23 NİSAN 1920; Türkiye Büyük Millet Meclisi açıldı. ATATÜRK; “Egemenlik Kayıtsız Şartsız Milletindir!” diye açıkladı, o gün, “HAKİMİYETİ MİLLİYE BAYRAMI” oldu ve çocuklara armağan edildi. 1923'te “ÇOCUKLARIN ROZET BAYRAMI”, sonrasında “ÇOCUK BAYRAMI” adını aldı, 1929'da iki bayram birleştirilerek “HAKİMİYETİ MİLLİYE VE ÇOCUK BAYRAMI" oldu... "23 NİSAN ULUSAL EGEMENLİK VE ÇOCUK BAYRAMI" Kutlu Olsun!
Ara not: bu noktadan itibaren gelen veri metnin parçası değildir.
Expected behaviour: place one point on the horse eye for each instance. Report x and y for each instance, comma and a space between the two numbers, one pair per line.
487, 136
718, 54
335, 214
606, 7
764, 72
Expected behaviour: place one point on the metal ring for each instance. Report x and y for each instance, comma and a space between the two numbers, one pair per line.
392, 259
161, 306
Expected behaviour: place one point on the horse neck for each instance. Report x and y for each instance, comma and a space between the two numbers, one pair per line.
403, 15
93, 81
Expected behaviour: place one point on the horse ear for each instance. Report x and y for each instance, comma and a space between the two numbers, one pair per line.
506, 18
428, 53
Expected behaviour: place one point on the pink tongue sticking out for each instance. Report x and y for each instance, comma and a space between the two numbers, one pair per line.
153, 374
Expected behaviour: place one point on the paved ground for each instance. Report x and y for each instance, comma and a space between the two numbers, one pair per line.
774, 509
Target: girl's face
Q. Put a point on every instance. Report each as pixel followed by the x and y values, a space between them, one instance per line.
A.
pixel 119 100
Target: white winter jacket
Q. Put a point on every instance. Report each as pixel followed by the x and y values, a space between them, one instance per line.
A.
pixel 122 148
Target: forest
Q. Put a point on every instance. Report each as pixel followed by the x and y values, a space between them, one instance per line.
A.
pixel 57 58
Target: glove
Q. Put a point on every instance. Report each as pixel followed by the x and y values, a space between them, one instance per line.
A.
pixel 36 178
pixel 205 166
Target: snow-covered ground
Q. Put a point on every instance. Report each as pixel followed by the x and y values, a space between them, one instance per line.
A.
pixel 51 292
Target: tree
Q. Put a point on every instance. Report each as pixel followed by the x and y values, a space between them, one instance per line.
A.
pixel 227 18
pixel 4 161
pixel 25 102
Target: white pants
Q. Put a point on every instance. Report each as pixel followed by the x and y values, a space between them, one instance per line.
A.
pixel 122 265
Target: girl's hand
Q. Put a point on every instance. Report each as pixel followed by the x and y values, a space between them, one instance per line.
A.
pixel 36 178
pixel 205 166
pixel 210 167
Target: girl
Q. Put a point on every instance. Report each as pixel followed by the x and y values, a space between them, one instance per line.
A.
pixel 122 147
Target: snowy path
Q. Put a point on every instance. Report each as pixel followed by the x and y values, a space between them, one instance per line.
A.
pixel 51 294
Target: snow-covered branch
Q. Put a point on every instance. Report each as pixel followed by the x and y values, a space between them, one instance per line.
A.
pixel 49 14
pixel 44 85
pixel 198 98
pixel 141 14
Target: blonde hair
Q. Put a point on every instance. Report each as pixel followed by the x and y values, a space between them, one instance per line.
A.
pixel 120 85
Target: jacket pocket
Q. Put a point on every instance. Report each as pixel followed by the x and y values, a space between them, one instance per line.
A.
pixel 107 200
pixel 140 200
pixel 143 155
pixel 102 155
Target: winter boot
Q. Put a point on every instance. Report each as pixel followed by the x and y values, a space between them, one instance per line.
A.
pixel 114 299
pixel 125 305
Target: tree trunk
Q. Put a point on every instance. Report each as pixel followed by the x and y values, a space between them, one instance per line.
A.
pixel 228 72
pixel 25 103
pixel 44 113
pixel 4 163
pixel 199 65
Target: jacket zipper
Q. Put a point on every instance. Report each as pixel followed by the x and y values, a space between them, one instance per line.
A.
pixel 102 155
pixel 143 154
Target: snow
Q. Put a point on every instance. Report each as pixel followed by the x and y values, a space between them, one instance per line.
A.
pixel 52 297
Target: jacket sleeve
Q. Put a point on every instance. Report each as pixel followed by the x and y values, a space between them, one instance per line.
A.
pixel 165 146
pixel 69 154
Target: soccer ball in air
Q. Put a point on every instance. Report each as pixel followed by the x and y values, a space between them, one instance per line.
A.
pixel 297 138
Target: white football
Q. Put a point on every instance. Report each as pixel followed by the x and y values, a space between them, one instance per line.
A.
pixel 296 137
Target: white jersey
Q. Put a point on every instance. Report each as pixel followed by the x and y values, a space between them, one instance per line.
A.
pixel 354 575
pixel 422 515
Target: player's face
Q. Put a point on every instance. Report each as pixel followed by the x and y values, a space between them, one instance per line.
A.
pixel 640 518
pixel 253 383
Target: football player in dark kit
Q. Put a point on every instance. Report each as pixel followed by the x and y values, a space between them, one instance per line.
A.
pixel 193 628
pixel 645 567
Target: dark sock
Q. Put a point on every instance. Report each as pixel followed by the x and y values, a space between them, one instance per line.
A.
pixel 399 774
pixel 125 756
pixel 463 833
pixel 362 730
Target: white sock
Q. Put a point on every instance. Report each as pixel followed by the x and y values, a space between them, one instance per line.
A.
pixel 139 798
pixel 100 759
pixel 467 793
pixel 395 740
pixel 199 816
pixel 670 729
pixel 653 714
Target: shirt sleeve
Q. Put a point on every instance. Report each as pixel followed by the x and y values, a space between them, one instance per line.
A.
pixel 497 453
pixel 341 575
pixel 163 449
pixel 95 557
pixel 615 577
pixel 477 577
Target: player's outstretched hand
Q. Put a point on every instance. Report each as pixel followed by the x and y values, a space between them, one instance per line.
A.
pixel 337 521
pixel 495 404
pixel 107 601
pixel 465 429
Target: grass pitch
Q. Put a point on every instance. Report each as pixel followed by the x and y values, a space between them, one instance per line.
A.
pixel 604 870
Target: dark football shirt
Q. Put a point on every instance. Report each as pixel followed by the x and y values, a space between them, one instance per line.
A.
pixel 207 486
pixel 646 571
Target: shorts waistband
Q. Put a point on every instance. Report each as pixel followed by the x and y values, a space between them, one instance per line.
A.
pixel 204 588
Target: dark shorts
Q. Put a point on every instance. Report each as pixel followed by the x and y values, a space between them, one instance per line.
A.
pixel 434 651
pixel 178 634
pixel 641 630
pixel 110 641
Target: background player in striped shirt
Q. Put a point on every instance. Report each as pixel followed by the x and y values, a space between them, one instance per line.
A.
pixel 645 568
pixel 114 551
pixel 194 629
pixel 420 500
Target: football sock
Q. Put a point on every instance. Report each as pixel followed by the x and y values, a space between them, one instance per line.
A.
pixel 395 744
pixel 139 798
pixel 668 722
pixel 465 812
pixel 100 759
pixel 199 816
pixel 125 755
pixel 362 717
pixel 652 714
Türk çocukları başta olmak üzere bütün çocuklar daima özgür, güvende ve mutlu yaşasın…

KIRIM SOYKIRIM DESTANI

Mayısın onsekizi, bir Perşembe gününde;

STALİN kudurmuştu, vahşi bir telaştaydı.

İhanetle suçlandı, bütün KIRIM Türkleri;

Oysa ki, yirmi bin genç,cephede savaştaydı.

 

Çocuklar; beşikte, anne koynunda çocuklar;

Sabaha karşı, tam üçte uyandırıldılar.

Dipçik darbeleri ve küfürler arasında;

Korkudan, sımsıkı annelerine sarıldılar.

 

Ne bir çul, ne bir somon ekmek alabildiler.
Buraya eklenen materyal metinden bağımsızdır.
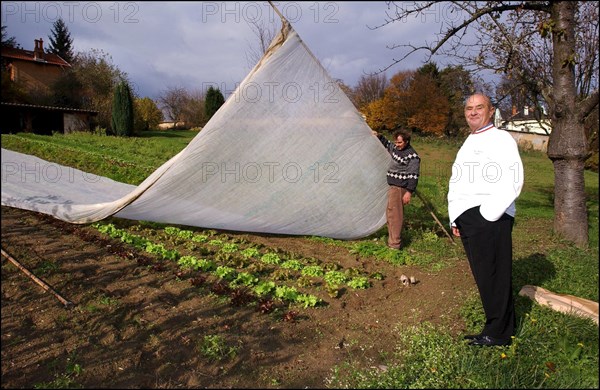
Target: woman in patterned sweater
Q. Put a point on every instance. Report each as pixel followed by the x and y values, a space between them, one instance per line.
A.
pixel 402 178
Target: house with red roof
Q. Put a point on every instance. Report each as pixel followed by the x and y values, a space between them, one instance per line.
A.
pixel 37 71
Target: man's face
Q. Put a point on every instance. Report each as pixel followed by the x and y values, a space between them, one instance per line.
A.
pixel 478 112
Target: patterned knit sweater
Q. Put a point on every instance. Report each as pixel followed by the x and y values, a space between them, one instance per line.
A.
pixel 404 167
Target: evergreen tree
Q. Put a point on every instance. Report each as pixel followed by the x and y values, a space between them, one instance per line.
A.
pixel 122 110
pixel 214 100
pixel 8 41
pixel 61 42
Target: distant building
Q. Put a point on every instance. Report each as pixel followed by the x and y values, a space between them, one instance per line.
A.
pixel 530 128
pixel 37 71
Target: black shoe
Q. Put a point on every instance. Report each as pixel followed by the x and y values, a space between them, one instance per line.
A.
pixel 489 341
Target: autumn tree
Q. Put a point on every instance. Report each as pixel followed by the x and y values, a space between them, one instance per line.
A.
pixel 194 109
pixel 456 84
pixel 391 111
pixel 98 77
pixel 147 114
pixel 369 89
pixel 173 101
pixel 544 45
pixel 61 42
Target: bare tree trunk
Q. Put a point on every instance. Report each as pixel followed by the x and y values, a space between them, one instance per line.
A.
pixel 567 145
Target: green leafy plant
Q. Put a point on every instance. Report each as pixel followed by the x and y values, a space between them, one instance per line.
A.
pixel 215 348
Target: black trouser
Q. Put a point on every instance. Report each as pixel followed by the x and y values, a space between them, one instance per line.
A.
pixel 489 249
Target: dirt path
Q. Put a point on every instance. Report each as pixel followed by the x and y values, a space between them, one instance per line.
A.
pixel 136 325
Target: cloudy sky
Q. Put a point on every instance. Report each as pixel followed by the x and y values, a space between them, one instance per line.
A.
pixel 194 45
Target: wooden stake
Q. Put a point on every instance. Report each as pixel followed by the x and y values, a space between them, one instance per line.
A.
pixel 426 203
pixel 67 304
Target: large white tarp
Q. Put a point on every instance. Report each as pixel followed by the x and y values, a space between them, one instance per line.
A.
pixel 287 153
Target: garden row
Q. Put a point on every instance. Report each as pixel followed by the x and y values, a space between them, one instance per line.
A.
pixel 238 265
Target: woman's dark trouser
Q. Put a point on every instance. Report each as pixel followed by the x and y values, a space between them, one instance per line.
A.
pixel 488 246
pixel 395 216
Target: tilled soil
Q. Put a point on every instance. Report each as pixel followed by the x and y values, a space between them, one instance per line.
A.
pixel 139 323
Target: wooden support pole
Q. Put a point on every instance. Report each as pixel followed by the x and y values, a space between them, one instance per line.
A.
pixel 429 207
pixel 66 303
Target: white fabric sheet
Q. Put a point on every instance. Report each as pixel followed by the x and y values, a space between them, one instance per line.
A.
pixel 287 153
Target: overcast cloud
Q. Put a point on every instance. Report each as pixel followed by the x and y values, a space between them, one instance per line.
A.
pixel 197 44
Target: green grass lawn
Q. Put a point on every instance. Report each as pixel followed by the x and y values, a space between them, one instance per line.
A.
pixel 550 350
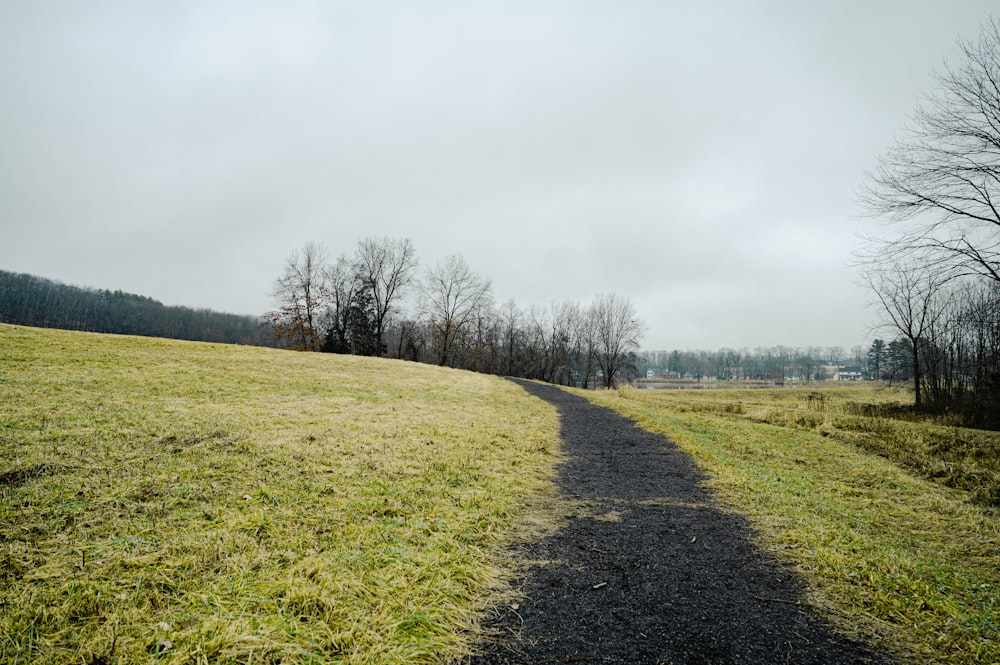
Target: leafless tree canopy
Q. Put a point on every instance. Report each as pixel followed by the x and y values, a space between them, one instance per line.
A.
pixel 385 266
pixel 355 305
pixel 454 298
pixel 301 294
pixel 941 183
pixel 617 332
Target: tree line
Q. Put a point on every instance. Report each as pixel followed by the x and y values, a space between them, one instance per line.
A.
pixel 36 301
pixel 776 364
pixel 937 277
pixel 375 302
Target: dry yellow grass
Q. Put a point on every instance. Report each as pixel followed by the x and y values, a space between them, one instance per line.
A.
pixel 895 556
pixel 180 502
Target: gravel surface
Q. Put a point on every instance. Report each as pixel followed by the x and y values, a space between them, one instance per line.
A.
pixel 655 572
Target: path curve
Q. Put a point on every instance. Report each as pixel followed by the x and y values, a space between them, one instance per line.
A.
pixel 655 572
Kadın, yaşlı demeden zorla götürüldüler.

Kimileri; ‘’Vatanımız, kopamayız!’’ dediler.

Direnenler, hemen orda öldürüldüler.

 

Direndiler yiğitçe, güçleri yettiğince;

Süngülerle göçüp gitti, onca nine ve dede

Feryatlardan derya dinmiş, alem sağır olmuştu,

Zulüm vardı, vahşet vardı, uğranılan her evde.

 

Oysa mevsim bahardı, yemyeşildi umutlar

Binbir türlü hayalle, zamansız gömüldüler.

Kimi ana kuzusu, kimi yaşlı ve hasta

Karanlıkta alınıp, ölüme sürüldüler.

 

Elli yedi bin çocuk, hepsi beş yaş altında;

Daha dün oynuyordu ve de dipdiriydiler.

Umuttular, yarındılar, öbürgündü herbiri

Şanlı, soylu bir neslin nefesiydiler.

 

Bir bala; süngülerin ucunda, iki kısık göz;

Burnunda yaban domuzunun keşif kokusu.

Melekler kucakladı ve alıp götürdüler;

Süngülenirken bile yoktu ölüm korkusu.

 

Dam koruğu, gelincik, nazero, nazlı çiçek;

Çiğdemler ve laleler kökten aparıldılar.

Kanlı yazmalar dalda, urbalar paramparça;

Insafsızca ‘’Tepem’’ den yardan koparıldılar.

 

Çalmaz oldu dareler, tulumlar ve de sazlar;

Yoktu artık katlama, kobete ve kıygaşa.

Kadınlar hırpalandı ve taciz edildiler;

Ahh, ahh be güzel balam, bu da mı geldi başa!

 

Akmescit, Bahçesaray, Canköy, Aluşta, Kefe;

Hiç kimse kalmamıştı onbinlerce ocakta

Bir milletin varlığı konulmuştu hedefe;

Gözleve, Orkapı’da, Yalta ve de Sudak’ta

 

Tanda uçup geldi kuşlar, avlulara kondular.

O seherde hiçkimse, yemleri serpmemişti.

Gördüler, anladılar vahşetin boyutunu;

Ondan sonra, hiçbir gün, tek bir kuş gelmemişti.

 

Hüzün vardı, acı vardı, dert ve kasavet vardı.

Artık mahzun ötmekteydi, dağda ovada kuşlar.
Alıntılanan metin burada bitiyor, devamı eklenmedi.